VYPR
← All advisories
High severity7.4NVD Advisory· Published May 27, 2026

CVE-2026-49014

CVE-2026-49014

Description

In GDAL 3.1.0 through 3.13.0, scanForGeometryContainers in the netCDF driver allows code execution via a stack-based buffer overflow. It reads a geometry attribute into a fixed-size stack buffer without validating the attribute length. The attacker embeds the exploit as an oversized geometry attribute in a crafted NetCDF file. This achieves arbitrary code execution on the server running GDAL. This is in frmts/netcdf/netcdfsg.cpp.

AI Insight

LLM-synthesized narrative grounded in this CVE's description and references.

A stack buffer overflow in GDAL's netCDF driver allows arbitrary code execution via a crafted NetCDF file with an oversized geometry attribute.

Vulnerability

In GDAL versions 3.1.0 through 3.13.0, the function scanForGeometryContainers in frmts/netcdf/netcdfsg.cpp reads a geometry attribute into a fixed-size stack buffer without validating the attribute length.

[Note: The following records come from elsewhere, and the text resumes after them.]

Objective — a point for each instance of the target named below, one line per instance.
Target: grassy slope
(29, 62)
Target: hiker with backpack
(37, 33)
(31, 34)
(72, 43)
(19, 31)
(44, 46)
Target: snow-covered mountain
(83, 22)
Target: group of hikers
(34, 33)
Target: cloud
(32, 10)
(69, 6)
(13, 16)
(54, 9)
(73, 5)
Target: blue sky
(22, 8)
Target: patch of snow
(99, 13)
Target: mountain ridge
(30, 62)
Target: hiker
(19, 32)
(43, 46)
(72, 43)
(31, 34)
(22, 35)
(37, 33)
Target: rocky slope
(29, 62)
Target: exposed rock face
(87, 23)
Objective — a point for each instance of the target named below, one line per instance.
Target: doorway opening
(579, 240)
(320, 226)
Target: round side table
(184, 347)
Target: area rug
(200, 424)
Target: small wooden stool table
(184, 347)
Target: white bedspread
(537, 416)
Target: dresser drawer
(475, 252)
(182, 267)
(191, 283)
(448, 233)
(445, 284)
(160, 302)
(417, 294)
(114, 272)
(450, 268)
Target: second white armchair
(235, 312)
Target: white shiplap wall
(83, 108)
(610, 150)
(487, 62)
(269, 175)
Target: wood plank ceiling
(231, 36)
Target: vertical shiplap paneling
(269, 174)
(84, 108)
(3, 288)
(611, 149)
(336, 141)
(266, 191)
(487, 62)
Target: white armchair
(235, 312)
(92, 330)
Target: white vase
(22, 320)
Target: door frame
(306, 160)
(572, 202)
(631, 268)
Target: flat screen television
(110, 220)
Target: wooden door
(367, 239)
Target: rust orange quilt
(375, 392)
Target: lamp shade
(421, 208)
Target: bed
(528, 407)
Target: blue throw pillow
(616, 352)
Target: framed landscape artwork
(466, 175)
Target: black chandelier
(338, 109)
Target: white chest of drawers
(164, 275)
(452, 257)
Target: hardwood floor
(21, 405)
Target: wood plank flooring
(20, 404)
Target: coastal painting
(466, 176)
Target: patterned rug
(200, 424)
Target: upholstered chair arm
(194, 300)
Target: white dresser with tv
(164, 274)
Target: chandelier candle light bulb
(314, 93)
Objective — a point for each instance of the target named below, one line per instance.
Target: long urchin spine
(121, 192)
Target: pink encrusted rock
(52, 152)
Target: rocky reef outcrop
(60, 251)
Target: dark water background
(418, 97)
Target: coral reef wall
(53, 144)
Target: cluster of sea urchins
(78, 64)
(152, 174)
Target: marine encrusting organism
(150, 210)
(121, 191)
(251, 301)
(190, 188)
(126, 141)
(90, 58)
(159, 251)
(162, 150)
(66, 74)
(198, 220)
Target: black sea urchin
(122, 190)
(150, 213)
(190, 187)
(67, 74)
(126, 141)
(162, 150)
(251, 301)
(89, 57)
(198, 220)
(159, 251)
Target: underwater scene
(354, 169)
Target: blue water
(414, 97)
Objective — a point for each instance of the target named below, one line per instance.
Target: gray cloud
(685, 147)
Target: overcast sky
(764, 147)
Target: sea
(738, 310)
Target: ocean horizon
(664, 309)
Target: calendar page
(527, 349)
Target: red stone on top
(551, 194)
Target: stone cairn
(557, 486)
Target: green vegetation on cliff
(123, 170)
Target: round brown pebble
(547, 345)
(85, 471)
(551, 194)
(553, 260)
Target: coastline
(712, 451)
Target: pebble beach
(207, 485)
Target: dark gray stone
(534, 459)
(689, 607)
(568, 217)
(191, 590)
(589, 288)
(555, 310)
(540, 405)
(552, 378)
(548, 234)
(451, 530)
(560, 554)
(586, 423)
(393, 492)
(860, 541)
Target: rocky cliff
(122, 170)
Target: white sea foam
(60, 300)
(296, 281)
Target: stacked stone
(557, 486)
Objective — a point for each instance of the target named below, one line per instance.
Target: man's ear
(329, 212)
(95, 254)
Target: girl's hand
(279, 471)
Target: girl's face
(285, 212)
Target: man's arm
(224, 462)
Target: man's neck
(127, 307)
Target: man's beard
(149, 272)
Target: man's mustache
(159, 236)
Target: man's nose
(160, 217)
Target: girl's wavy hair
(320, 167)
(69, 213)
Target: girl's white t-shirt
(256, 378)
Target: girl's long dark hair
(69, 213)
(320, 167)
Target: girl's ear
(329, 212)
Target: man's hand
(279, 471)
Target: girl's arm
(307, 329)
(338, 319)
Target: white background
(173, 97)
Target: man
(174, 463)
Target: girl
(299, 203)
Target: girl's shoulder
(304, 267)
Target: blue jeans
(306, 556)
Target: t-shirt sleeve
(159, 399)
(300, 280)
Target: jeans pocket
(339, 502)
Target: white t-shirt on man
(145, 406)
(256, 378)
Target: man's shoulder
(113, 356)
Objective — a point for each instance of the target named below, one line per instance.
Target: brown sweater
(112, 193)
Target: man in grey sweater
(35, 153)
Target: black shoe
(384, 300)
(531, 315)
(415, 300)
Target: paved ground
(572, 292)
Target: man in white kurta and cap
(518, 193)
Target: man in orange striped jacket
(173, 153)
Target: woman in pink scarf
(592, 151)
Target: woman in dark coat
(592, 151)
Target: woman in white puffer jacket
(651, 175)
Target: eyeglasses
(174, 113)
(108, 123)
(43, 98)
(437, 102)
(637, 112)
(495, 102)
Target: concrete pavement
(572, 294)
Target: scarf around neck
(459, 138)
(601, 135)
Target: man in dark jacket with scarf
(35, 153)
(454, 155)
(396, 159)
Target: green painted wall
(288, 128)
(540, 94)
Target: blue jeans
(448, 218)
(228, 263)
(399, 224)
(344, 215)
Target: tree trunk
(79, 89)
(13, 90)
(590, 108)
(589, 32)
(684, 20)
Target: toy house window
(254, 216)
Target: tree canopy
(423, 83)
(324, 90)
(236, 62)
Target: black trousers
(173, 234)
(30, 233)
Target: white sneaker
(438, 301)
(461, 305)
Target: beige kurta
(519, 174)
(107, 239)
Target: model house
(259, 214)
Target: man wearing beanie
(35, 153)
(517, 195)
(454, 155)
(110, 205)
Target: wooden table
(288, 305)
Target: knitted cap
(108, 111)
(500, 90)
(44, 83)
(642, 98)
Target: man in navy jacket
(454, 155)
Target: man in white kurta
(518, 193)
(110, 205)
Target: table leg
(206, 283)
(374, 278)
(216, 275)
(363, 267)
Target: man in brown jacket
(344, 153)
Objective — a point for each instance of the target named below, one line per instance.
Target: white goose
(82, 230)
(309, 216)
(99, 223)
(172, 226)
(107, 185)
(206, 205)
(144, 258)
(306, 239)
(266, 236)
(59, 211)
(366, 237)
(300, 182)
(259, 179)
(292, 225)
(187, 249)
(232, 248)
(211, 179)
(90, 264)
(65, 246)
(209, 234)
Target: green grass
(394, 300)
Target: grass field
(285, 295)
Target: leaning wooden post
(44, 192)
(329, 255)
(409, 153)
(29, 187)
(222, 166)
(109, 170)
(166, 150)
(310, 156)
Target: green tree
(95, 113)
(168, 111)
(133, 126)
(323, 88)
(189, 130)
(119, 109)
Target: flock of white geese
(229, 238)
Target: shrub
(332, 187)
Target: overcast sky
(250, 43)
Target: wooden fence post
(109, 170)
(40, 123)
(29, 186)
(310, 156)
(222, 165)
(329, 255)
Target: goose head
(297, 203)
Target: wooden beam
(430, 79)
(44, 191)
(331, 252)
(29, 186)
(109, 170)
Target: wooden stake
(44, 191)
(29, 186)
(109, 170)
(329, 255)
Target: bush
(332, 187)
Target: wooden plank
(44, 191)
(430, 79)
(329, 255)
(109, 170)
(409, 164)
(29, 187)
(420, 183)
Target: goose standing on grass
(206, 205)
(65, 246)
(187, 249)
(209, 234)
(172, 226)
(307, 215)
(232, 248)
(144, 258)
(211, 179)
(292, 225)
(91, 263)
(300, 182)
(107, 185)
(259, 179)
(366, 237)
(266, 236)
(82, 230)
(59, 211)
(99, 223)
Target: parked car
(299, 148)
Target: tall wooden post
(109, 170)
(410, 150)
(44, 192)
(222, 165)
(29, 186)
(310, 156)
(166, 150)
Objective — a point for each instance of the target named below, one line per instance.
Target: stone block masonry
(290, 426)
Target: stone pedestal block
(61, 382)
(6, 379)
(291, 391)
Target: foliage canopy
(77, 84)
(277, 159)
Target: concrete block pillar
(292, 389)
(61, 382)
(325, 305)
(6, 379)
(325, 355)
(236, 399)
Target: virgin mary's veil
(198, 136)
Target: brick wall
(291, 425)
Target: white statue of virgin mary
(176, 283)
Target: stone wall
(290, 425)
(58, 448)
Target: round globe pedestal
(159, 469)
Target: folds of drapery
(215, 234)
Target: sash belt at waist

This allows an attacker to trigger a stack-based buffer overflow by providing an oversized geometry attribute in a crafted NetCDF file. No special configuration is required; the vulnerability is reachable simply by opening a malicious file with GDAL [1].

Exploitation

An attacker needs only to craft a NetCDF file containing an oversized geometry attribute. If the server or application processes user-uploaded NetCDF files, no authentication or special network position is required. When GDAL parses the file, the scanForGeometryContainers function copies the attribute into a fixed-size stack buffer without bounds checking, causing a buffer overflow that can be leveraged for arbitrary code execution [1].

Impact

Successful exploitation allows the attacker to achieve arbitrary code execution on the server running GDAL. This results in full compromise of the application and potentially the underlying host, leading to loss of confidentiality, integrity, and availability [1].

Mitigation

As of the publication date, no official patch has been released. The issue report recommends using the existing helper function that calls nc_inq_attlen() to validate attribute length before reading, as already done elsewhere in the same file [1]. Until a fixed version is available, users should avoid processing untrusted NetCDF files. The vulnerability is not listed in CISA's Known Exploited Vulnerabilities (KEV) catalog.

References
  1. Stack Buffer Overflow in GDAL netCDF Driver scanForGeometryContainers

AI Insight generated on May 27, 2026. Synthesized from this CVE's description and the cited reference URLs; citations are validated against the source bundle.

Affected products

2
  • Osgeo/Gdalreferences2 versions
    (expand)+ 1 more
    • (no CPE)
    • (no CPE)range: 3.1.0 - 3.13.0

Patches

0

No patches discovered yet.

Vulnerability mechanics

Root cause

"Missing length validation before reading a geometry attribute into a fixed-size stack buffer in scanForGeometryContainers allows stack-based buffer overflow."

Attack vector

An attacker crafts a NetCDF file containing an oversized geometry attribute [ref_id=1]. When GDAL's netCDF driver processes this file, `scanForGeometryContainers` reads the attribute into a fixed-size stack buffer without first checking the attribute's length via `nc_inq_attlen()` [ref_id=1]. The oversized data overflows the stack buffer, allowing the attacker to overwrite the return address and achieve arbitrary code execution on the server running GDAL [ref_id=1]. The attack requires the victim to open the malicious NetCDF file with GDAL.

Affected code

The vulnerability is in the `scanForGeometryContainers` function in `frmts/netcdf/netcdfsg.cpp` [ref_id=1]. The function reads a geometry attribute into a fixed-size stack buffer without validating the attribute length [ref_id=1]. The file already contains a helper function that uses `nc_inq_attlen()` to safely check attribute lengths before reading, but this helper is not used in `scanForGeometryContainers` [ref_id=1].

What the fix does

The advisory recommends using the existing helper function in `netcdfsg.cpp` that calls `nc_inq_attlen()` before reading attribute data with `nc_get_att_text()` [ref_id=1]. This helper validates the attribute length against the buffer size, preventing the overflow. The same fix should be applied to all other calls to `nc_get_att_text()` in the affected file [ref_id=1]. No patch commit is included in the bundle.

Preconditions

  • inputVictim must open a crafted NetCDF file with GDAL
  • authNo authentication required

Generated on May 27, 2026. Inputs: CWE entries + fix-commit diffs from this CVE's patches. Citations validated against bundle.

References

1

News mentions

0

No linked articles in our index yet.